Chasing Chasing Amy – BFI London Film Festival 2023 (Film Review)
3 min read
This piece was written during the 2023 SAG-AFTRA strikes. Without the labour of the actors currently on strike, the movie being covered here wouldn't exist.
Documentaries about films are incredibly common, they come in different forms, some about chaotic film shoots, films that failed to get finished, films that changed history, or even fandoms. But what Sav Rodgers' film does is to start one way and slowly change, as he himself does, over the course of its run time.
From the outset, Chasing Chasing Amy appears to be a love letter to Kevin Smith's 1997 rom-com about a comic book writer – Holden (Ben Affleck) – who falls in love with lesbian Alyssa (Joey Lauren Adams). The film promises Rodgers talking us through how as an outcast child obsessed with the work of Ben Affleck, bullied by classmates, he discovered an indie film that taught him perhaps there was a fluidity to sexuality.
Rodgers, rather cannily, starts that way, with their Ted Talk about Smith's film and with talking heads explaining the importance of the film within the LGBTQ+ community of 1997. But slowly as more voices come into play, and Rodgers includes more about his own life, things change. Queer film critics and makers question if a film about a lesbian should be made by a cis-white guy, if having Jason Lee's bigot character be secretly closeted is blaming gay people for their own persecution, and Rodgers begins to question the film itself.
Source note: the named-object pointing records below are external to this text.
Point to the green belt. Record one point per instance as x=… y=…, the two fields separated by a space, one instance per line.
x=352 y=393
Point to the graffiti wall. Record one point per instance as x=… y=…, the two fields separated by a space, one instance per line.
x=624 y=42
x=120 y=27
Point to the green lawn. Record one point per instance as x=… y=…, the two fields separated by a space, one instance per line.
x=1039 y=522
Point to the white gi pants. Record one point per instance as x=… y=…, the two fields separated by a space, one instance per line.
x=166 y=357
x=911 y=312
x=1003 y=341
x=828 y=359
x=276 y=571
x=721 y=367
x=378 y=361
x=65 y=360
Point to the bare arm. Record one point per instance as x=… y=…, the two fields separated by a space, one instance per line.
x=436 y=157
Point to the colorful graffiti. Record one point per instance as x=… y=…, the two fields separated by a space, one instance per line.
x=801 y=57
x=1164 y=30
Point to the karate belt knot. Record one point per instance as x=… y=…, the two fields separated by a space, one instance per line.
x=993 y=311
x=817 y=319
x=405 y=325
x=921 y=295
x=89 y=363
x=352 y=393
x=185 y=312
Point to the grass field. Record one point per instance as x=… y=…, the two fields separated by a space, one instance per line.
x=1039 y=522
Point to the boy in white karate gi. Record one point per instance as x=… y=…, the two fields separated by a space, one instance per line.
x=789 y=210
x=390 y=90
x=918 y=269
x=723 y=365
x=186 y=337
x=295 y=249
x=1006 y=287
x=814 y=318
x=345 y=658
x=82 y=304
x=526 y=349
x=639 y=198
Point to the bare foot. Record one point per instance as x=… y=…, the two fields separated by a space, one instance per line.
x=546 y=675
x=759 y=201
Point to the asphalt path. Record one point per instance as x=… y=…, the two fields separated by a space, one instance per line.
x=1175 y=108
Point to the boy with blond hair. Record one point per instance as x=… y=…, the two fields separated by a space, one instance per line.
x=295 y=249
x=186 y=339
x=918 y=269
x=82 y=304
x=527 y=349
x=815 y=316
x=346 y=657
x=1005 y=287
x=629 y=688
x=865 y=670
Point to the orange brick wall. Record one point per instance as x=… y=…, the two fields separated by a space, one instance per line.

This could be heavy, and feel like someone turning on the film, but Rodgers puts in his own life; coming to terms with his gender identity, his ongoing relationship with his partner Riley, her experiences as a lesbian. Eventually the film takes a back foot to a very sweet love story about someone becoming who they are, inspired by a film that was entirely what it wanted to be and the woman he loves holding steadfast in her support.
The fact that Kevin Smith appears regularly in it may make the film appear to be a puff piece, something he might use to promote a film's anniversary but Rodgers' innocent “oh my god I love your movie” changes as he learns not only more about himself but about the film. The spectre of Hollywood's biggest scandal begins to rear its head as Smith admits Harvey Weinstein was involved and that he was young and naïve enough to believe that Weinstein was a genuine guy.
Rodgers bravely juxtaposes Smith's admission that the situation of the film was more complicated with his own realisation that him loving a film that saved his life and let him feel seen doesn't mean that the film is beloved by everyone involved. A one-on-one interview with Joey Lauren Adams herself is devastating, not just in what she talks about – Weinstein essentially sabotaging her career because he didn't fancy her, but the atmosphere of the time. Adams talks of her own harassment, but pointedly says as fun and happy as Smith is about the film, that same year Weinstein raped Rose McGowan, the events are forever linked – but in how Rodgers comes to question if this film of his is worth finishing.
What is most moving isn't just seeing how one film can change the life of someone, and shape them, but how they can grow beyond its scope, and find catharsis beyond it. Chasing Amy might be a problematic love story, and a relic of a white man's idea of queer, but Chasing Chasing Amy is a personal thank you note – not just to a film, but to a wife.
Chasing Chasing Amy will be screened throughout the London Film Festival 2023.